How many vertex locations can be arbitrarily chosen when drawing planar graphs?

TL;DR

This paper establishes bounds on the number of arbitrary vertex locations in planar graph drawings, providing constructive proofs and efficient algorithms for embedding such points.

Contribution

It introduces new bounds on the size of point sets that can be vertices of planar graphs and provides constructive, linear-time drawing algorithms.

Findings

Sets of size roughly √(log n) can be vertex sets in any planar graph drawing.

One-sided convex point sets can host about n^(1/3) vertices.
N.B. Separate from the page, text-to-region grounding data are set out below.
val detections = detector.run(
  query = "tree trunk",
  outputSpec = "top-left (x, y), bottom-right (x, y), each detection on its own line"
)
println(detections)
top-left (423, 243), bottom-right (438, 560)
Constructive proofs lead to O(n)-time drawing algorithms.

Abstract

It is proven that every set $S$ of distinct points in the plane with cardinality $\lceil \frac{\sqrt{\log_2 n}-1}{4} \rceil$ can be a subset of the vertices of a crossing-free straight-line drawing of any planar graph with $n$ vertices. It is also proven that if $S$ is restricted to be a one-sided convex point set, its cardinality increases to $\lceil \sqrt[3]{n} \rceil$. The proofs are constructive and give rise to O(n)-time drawing algorithms. As a part of our proofs, we show that every maximal planar graph contains a large induced biconnected outerplanar graphs and a large induced outerpath (an outerplanar graph whose weak dual is a path).